Mahkeme heyeti –ki bu tür davalarda tahliye kararı vermek genelde sık rastlanan bir durum değildir– üç tutuklu sanığın salıverilmesine hükmetti. Fakat bu karar, savcının tam da aksi yöndeki iddiasına rağmen alındı. Savcı, duruşmada o çok net ifadesini kullanmıştı: "Tutukluluk hâllerinin devamına karar verilmesini talep ediyoruz." Ama mahkeme farklı düşündü.
Peki ya diğerleri? Onlar için hüznün ve parmaklıklar ardındaki hayatın devam edeceği anlaşıldı. Mahkeme, diğer sanıkların tutukluluk statüsünün sürmesine karar verdi. Yani, bu karmaşık davada herkes için aynı kapı açılmadı.
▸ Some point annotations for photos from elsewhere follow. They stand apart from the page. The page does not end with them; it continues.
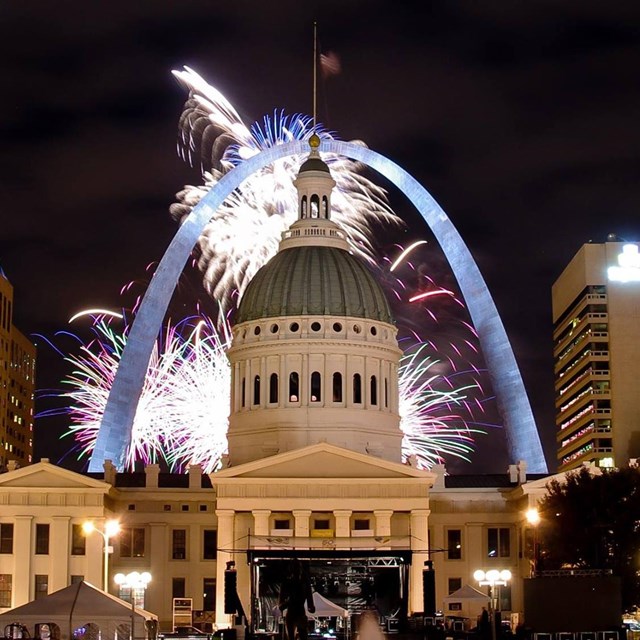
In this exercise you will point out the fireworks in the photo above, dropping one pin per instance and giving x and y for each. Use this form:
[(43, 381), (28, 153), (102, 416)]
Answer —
[(245, 231), (182, 416)]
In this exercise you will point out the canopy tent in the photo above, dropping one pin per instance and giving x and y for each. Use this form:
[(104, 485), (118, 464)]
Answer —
[(470, 602), (325, 608), (75, 607)]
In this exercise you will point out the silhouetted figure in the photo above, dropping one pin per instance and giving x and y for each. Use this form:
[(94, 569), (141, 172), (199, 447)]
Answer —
[(295, 591)]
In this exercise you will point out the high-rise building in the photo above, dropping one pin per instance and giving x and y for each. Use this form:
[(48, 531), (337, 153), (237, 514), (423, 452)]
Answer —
[(17, 384), (596, 334)]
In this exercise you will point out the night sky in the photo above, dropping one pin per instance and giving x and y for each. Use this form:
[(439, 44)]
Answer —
[(521, 119)]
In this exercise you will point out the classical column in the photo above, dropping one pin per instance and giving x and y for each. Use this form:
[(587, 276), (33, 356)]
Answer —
[(22, 561), (419, 530), (159, 589), (343, 522), (261, 522), (226, 540), (58, 553)]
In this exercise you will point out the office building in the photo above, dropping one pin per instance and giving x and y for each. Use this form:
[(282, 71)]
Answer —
[(17, 384), (596, 338)]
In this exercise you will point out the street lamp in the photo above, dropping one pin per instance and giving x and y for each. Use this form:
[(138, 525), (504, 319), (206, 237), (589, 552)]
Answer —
[(111, 528), (133, 581), (533, 518), (492, 578)]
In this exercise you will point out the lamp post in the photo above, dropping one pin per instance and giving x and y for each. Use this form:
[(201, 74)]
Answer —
[(133, 581), (492, 578), (111, 528), (533, 518)]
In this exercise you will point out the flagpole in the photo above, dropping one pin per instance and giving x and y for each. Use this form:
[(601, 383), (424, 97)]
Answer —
[(315, 65)]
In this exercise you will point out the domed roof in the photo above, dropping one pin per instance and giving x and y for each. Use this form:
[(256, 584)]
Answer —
[(314, 164), (314, 280)]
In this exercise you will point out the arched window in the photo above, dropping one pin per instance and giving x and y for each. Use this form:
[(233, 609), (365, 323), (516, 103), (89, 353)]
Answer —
[(337, 387), (315, 387), (315, 206), (294, 387), (273, 388), (374, 391), (357, 389)]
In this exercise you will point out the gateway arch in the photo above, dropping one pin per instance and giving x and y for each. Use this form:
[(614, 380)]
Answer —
[(523, 441)]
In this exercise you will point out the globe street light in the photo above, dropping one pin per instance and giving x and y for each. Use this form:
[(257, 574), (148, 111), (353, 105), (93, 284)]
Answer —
[(133, 581), (533, 518), (111, 529), (492, 578)]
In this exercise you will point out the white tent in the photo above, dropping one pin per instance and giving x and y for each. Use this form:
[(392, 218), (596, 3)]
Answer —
[(77, 606), (325, 608), (471, 602)]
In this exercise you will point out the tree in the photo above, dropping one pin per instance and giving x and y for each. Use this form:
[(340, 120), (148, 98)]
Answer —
[(592, 521)]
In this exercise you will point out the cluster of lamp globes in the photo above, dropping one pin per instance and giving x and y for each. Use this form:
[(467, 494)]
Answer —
[(133, 580), (492, 577)]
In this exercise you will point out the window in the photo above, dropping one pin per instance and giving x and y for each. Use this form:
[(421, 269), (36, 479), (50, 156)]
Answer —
[(454, 544), (179, 545), (374, 391), (294, 387), (210, 544), (504, 598), (209, 594), (357, 389), (178, 587), (6, 538), (454, 584), (5, 589), (315, 205), (131, 542), (42, 586), (337, 387), (498, 542), (273, 388), (42, 539), (315, 387), (78, 540)]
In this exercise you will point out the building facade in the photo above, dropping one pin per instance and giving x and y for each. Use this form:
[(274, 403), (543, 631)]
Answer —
[(184, 528), (596, 320), (314, 472), (17, 384)]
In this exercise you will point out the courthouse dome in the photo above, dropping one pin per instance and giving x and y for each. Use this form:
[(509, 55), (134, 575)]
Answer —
[(314, 280)]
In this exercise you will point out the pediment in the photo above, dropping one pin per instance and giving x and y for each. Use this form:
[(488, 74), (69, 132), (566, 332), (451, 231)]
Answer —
[(323, 461), (48, 476)]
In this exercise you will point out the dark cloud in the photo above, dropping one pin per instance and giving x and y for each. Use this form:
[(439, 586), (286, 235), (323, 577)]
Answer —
[(520, 118)]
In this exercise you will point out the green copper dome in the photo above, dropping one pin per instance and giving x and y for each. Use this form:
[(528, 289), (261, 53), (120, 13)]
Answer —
[(314, 280)]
Duruşma, sanıkların ifadelerinin alınmasıyla devam etti – her biri kendi hikayesini anlattı, kendi savunmasını yaptı. Ve sonra? Sonra mahkeme, bir sonraki duruşma tarihini belirleyerek bugünkü oturumu noktaladı. Yeni duruşmanın 3 Aralık'ta yapılacağı açıklandı.
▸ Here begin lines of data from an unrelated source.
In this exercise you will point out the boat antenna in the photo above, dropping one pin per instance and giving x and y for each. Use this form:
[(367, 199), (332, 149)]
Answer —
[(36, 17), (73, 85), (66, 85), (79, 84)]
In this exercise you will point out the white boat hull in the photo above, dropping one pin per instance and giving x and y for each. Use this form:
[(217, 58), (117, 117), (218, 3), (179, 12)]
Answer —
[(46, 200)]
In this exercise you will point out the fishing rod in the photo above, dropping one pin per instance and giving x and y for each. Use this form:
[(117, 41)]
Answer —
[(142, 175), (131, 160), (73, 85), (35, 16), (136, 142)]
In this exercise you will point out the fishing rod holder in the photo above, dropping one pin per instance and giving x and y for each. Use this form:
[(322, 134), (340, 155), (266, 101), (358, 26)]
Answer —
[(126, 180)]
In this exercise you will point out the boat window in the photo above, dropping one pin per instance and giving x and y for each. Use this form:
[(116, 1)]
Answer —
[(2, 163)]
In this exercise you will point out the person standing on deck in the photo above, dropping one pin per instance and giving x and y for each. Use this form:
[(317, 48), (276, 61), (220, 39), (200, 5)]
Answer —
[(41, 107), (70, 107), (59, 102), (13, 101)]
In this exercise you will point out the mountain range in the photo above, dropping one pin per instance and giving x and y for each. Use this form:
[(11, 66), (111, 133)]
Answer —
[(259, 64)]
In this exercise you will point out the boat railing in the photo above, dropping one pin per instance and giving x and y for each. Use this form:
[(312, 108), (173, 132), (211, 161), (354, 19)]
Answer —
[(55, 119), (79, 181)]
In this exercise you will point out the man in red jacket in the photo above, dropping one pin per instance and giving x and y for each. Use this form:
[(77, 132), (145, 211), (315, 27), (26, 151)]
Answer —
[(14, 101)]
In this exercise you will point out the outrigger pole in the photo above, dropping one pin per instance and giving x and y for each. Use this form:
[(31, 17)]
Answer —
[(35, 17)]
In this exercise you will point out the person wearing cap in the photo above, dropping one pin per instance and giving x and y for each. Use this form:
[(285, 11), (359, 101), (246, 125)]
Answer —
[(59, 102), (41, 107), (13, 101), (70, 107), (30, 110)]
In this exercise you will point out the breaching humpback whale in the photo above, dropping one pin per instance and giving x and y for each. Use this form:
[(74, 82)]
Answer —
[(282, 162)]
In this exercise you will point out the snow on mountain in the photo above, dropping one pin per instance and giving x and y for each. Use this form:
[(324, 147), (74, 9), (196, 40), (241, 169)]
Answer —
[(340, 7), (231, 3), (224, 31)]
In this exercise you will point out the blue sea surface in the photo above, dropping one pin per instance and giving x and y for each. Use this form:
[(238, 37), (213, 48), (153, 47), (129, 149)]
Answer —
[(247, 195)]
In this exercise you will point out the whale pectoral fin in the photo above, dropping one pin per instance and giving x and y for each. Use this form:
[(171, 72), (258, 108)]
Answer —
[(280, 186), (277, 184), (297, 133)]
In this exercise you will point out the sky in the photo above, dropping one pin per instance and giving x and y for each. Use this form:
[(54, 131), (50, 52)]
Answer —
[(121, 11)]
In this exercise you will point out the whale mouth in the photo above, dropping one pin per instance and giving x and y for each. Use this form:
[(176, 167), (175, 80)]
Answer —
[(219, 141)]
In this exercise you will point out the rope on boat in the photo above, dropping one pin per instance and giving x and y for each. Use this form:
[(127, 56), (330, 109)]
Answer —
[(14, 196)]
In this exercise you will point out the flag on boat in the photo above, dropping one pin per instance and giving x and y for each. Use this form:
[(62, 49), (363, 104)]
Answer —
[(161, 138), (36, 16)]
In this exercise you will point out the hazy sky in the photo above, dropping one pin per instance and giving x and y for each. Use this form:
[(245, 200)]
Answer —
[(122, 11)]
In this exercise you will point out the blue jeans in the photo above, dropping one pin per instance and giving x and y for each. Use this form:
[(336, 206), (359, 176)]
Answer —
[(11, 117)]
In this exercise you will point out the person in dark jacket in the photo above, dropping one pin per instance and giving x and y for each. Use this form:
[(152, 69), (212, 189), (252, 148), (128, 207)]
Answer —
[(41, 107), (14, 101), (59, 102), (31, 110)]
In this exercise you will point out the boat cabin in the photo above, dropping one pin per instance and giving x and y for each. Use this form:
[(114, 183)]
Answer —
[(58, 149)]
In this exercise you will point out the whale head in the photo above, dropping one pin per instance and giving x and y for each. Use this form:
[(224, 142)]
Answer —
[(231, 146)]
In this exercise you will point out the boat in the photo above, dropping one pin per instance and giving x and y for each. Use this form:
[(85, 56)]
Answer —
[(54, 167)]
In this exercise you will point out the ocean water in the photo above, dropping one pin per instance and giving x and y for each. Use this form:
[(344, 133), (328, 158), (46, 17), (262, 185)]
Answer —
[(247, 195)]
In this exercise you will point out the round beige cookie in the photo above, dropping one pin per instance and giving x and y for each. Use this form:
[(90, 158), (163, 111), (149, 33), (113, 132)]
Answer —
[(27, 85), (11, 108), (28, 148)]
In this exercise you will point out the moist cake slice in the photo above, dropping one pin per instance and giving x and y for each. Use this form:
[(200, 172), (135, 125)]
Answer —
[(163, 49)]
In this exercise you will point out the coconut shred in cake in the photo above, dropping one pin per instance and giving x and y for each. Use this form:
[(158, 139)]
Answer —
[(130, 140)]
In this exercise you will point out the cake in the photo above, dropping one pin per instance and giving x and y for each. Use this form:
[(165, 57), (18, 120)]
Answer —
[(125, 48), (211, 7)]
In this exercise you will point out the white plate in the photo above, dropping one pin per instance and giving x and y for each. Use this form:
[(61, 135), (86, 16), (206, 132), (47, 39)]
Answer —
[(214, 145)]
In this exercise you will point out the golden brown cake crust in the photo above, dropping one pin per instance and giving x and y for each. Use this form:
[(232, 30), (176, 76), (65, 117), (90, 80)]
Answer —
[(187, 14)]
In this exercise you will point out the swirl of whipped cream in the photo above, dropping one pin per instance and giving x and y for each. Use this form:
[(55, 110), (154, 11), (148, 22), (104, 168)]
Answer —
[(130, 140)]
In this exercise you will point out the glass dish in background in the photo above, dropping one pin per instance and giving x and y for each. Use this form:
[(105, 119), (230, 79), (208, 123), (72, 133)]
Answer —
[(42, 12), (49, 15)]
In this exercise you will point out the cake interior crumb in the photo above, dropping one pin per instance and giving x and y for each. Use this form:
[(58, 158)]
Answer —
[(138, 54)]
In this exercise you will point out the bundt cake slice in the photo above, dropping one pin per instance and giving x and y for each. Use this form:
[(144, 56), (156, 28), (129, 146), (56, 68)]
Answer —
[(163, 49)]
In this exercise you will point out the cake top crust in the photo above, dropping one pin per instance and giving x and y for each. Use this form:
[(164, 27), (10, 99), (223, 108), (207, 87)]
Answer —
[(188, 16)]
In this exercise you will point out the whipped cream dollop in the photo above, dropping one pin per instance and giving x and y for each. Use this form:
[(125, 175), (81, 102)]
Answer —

Bu karar, davayı takip edenler ve Ankara'daki adliye çevreleri arasında hem şaşkınlık hem de tartışma yarattı. Tahliye kararlarının ardındaki mantık ne? Delil yetersizliği mi, yoksa başka faktörler mi rol oynadı? Sorular şimdiden havada uçuşuyor. Bekleyip göreceğiz.